Even as farmers are demanding that prices of palay be increased from the current P7.50 per kilo to P15 per kilo, rice farmers in South Cotabato are complaining of a severe drop in the staple's farmgate price to a low of P4.50 per kilo.

From a high of P10.50 a kilo last month, the buying price for palay in South Cotabato has dropped to P4.50 a kilo, said Reynaldo Legaste, the province's agriculture chief who reported that his office has been bombarded by complaints.

Rod Flores, the chair of the Alyansa ng Magbubukid ng Gitnang Luzon (AMGL) warned that the drastic drop in palay prices in South Cotabato "will surely have a domino effect on other rice-producing regions and provinces."

The Kilusan Magbubukid ng Pilipinas (KMP) and the AMGL blamed the Macapagal-Arroyo administration's policy of rice trade liberalization and the continued importation of rice for the plummeting price of palay (unhusked rice).

KMP chair Rafael Mariano said the abundant supply of rice owing to rice importation and unhampered smuggling has led to the drop in palay prices "to a very insulting and unjust price of P4.50 a kilo."

"Definitely, the impact on our local production is to push palay prices down.  At the same time, it will cause the prices of milled rice rice to go up," said Mariano.

An estimated 800,000 metric tons of foreign rice will arrive in the first quarter of 2003.  This year's imports are pegged at 1.14 million metric tons.

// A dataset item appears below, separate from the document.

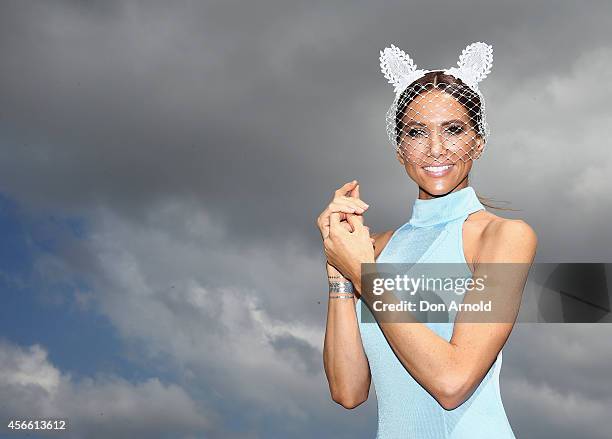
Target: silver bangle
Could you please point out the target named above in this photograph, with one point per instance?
(342, 296)
(341, 287)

"The peasantry's clamor to raise the support price of palay to P15 a kilo as an immediate economic relief has become more justified," said Flores.

The KMP and AMGL last month launched a signature campaign to support their petition for a government-subsidized increase of farmgate prices of palay up to P15.  They proposed that the National Food Authority buy 90 percent of domestic palay instead of the current 10 percent that the NFA is mandated to buy from farmers.  

The two groups believe that by buying 90 percent of the domestic marketable supply of palay at P15, the NFA could boost the price of palay and stop predatory pricing by private rice traders.

According to their own studies, a farmer with one hectare of land earns only P26.61 a day at the current P7.50 buying price of palay.  It is because the farmer spends P26,104.15 for production and earns a net income of P3,145.85 in one cropping.

Mariano said the farmers' earnings have continued to fall as production costs increase, and palay prices tend to fall during the harvest season.

"Ms Macapagal's subservience to the monopoly dictates of the Agreement on Agriculture of the World Trade Organization (AoA-WTO) should be blamed for the peasantry and the people's economic sufferings," he said.

Mariano warned that the current policy of rice trade liberalization and importation would increase the country's dependence on imported rice, and threaten the country's food security and self-sufficiency.

"We demand that the Macapagal-Arroyo government to increase the NFA's local procurement funds through budgetary allocation, stop NFA privatization, rice trade liberalization ad importation," he said.